Both Auchincloss and Ross said they have received many inquiries about setting up similar trusts for other freelance fields. They said that as long as the discipline produces work that can increase in value over time and the process used to select participants is rigorous, the concept should translate to other media, including photography.
Julie Ward, an independent curator working on a book about patronage, described Louden's approach as a postmodern spin on a process that dates at least to the Medici family's support for the arts in 15th- and 16th-century Florence.
She said the multiple-investor approach could remove some potential drawbacks of more traditional patronage, in which an artist can become beholden to the tastes and whims of a single wealthy collector while having little control over the art's fate.
"Positive patronage creates good energy, good back and forth, between the artist, the patrons and the audience," she said. "As we went through the 20th century, patronage became more a matter of, 'I'll give you money, then I own [the work].' It got out of sync."
James McLaren, an investment banker who put money into "The Attenders," said he was attracted by the structure of the deal: If the piece had failed to sell, each investor would have received part of the sculpture, which could easily be broken into pieces.

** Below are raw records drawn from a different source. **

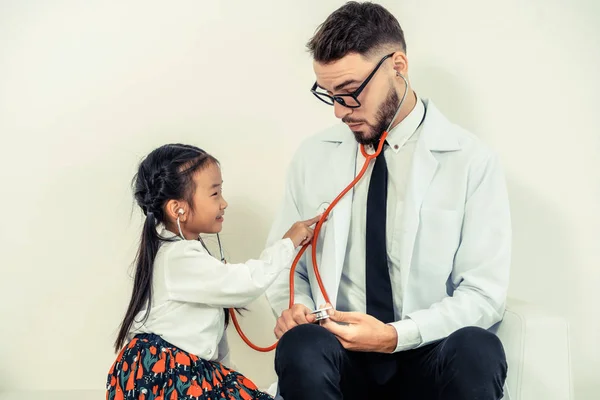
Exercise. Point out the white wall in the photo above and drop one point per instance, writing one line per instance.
(88, 88)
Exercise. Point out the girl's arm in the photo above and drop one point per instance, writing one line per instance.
(192, 275)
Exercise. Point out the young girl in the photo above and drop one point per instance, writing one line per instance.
(177, 314)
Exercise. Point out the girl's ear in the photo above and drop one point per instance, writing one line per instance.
(175, 209)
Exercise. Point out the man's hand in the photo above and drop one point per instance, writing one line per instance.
(297, 315)
(362, 332)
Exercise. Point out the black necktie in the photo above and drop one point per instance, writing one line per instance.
(378, 284)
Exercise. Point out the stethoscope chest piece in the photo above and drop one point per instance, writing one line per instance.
(321, 313)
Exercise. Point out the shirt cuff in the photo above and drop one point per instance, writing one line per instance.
(409, 336)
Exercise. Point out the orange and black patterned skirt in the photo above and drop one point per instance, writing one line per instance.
(148, 368)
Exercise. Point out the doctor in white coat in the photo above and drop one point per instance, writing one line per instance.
(415, 259)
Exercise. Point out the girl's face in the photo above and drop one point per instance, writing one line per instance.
(208, 204)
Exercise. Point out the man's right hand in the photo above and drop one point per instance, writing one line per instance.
(297, 315)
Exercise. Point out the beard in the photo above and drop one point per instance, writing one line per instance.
(371, 135)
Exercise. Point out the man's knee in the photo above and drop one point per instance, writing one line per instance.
(478, 348)
(305, 346)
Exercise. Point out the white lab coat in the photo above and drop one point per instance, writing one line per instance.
(456, 236)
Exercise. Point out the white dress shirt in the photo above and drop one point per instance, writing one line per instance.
(352, 290)
(191, 289)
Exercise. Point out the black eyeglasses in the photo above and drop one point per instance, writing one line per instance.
(349, 100)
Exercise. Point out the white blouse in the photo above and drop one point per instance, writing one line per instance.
(191, 289)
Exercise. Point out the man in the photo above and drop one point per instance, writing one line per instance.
(415, 259)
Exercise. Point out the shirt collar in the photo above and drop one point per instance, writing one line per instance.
(400, 134)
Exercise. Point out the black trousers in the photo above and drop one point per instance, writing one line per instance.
(469, 364)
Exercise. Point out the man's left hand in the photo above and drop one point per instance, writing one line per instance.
(362, 332)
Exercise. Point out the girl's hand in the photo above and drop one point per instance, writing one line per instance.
(301, 232)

But he said the real reason he put up money was the thrill of helping an artist.
"To me there is a lot of psychic pleasure in trying to identify and support people who are in the earlier stages of their career," he said.
Louden said many of her investors had a similar reaction, at least in part because she began raising money not long after the Sept. 11, 2001, terrorist attack on the World Trade Center. The attack drove Louden and her husband out of their apartment in Lower Manhattan for two weeks and shuttered Louden's studio.
"I think after 9/11 it made people feel better to be involved in a project like this," she said. "People have mostly recovered from that time, but they still want [to invest] because of that creative feeling."
While Louden's approach appears fairly novel, the practice of "securitizing" art is not new. One of the most famous examples is the "Bowie Bond."
In 1997, pop star David Bowie considered selling his extensive catalog of previous albums. But with help from manager William Zysblat and financier David Pullman, Bowie decided instead to sell bonds backed by future revenue from his songs. The bond sale raised $55 million for Bowie and allowed him to retain control of his work.
Zysblat said that while the idea seemed exotic at the time, it was actually quite simple. Bowie's catalog had demonstrated consistent sales and predictable annual earnings, making the bonds a fairly low-risk investment. Bowie bonds carry a 7.9 percent interest rate and have never missed a payment. They are owned entirely by Prudential Insurance Co. and not publicly traded.
Pullman said that since 1997 he has successfully sold bonds backed by royalties from songs in the catalogs of Motown Records, James Brown, Ashford & Simpson and the Isley Brothers.
And the phenomenon could soon move beyond big bond sales designed for institutional investors. New York financier Robert D'Loren, who along with Pullman has arranged for companies to sell bonds backed by intellectual property, is preparing to sell stock to the public that will pay dividends based on royalties on such diverse things as song lyrics and hamburger recipes.